ENNO soll es richten


"Wir sind mit der Situation nicht zufrieden", sagt Brandes. Allerdings seien dem ZGB die Hände gebunden, denn Betreiber der Strecke sei die DB Regio. Und der fehlen laut eigener Aussage zum einen Personal, zum anderen Züge, um der Lage Herr zu werden. Der ZGB habe daher mit dem Regionalbahnkonzept 2014+ selbst das Ruder in die Hand genommen, um für Abhilfe zu sorgen. Ab Dezember 2015 sollen diese schicken, neuen, 160 km/h schnellen Elektrozüge die Oberzentren Hannover und Wolfsburg, sowie Hildesheim – Braunschweig – Wolfsburg verbinden. Der Kauf und die Bereitstellung neuer Züge sind einer der wichtigsten Bausteine im Regionalbahnkonzept 2014+, das der Zweckverband Großraum Braunschweig mit seiner 2012 gegründeten Tochter RGB mit Nachdruck vorantreibt. Die Fahrzeiten werden sich mit den neuen Zügen deutlich verkürzen.  Heute fahren auf der stark nachgefragten Verbindung Braunschweig-Wolfsburg Dieseltriebzüge, die in Doppeltraktion insgesamt 242 Sitzplätze (+ 180 Stehplätze) bieten. ENNO fährt künftig zur „Rushhour“ ebenfalls in Doppeltraktion, womit sich die Sitzplätze auf 480 verdoppeln (+ 420 Stehplätze).

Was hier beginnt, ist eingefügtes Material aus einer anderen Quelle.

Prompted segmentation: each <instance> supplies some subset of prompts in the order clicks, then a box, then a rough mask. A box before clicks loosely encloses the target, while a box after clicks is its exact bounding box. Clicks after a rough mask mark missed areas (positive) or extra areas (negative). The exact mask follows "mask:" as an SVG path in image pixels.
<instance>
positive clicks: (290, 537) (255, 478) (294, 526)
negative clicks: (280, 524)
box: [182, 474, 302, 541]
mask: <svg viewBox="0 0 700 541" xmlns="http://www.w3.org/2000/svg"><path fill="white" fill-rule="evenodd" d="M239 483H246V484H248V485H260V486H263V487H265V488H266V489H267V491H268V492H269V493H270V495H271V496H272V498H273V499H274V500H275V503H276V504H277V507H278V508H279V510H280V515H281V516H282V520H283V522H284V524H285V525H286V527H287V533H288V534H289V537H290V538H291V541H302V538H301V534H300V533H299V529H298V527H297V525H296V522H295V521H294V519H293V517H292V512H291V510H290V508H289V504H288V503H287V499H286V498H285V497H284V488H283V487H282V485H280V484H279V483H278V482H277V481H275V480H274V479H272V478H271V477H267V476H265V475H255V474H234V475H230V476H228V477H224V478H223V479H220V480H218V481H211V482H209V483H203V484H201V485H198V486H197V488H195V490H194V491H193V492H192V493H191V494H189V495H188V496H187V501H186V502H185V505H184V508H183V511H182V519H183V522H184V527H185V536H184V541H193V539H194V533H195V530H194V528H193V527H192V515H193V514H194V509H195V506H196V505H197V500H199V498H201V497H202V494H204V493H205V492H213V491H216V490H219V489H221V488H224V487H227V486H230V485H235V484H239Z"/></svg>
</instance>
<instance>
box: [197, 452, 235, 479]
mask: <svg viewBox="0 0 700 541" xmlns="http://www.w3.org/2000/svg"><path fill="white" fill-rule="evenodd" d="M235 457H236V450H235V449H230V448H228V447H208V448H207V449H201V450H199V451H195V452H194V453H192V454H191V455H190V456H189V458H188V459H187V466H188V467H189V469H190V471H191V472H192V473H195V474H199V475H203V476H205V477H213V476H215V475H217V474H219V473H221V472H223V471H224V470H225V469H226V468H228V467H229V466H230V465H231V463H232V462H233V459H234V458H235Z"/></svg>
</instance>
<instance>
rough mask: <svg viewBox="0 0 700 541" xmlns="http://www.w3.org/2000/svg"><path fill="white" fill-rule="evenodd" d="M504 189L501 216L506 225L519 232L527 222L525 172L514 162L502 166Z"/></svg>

Pendler hoffen schon jetzt auf Abhilfe


"Was bringt uns aber jetzt schon Erleichterung?", fragte Dr. Schlinkert nicht ohne Berechtigung. Da hatte Brandes wenigstens eine gute Nachricht parat: Die Bahn erlaubt den Pendlern zumindest während des Baustellenfahrplans die Nutzung bestimmter ICEs für die Fahrt zur Arbeit oder nach Hause. Weiterhin versprach der Verbandsdirektor, sich für ein Treffen der Pendler mit Verantwortlichen der DB Regio stark zu machen. "Dann können Sie Ihre Erfahrungen denen direkt berichten, vielleicht erhöht das den Druck und es ändert sich schneller etwas."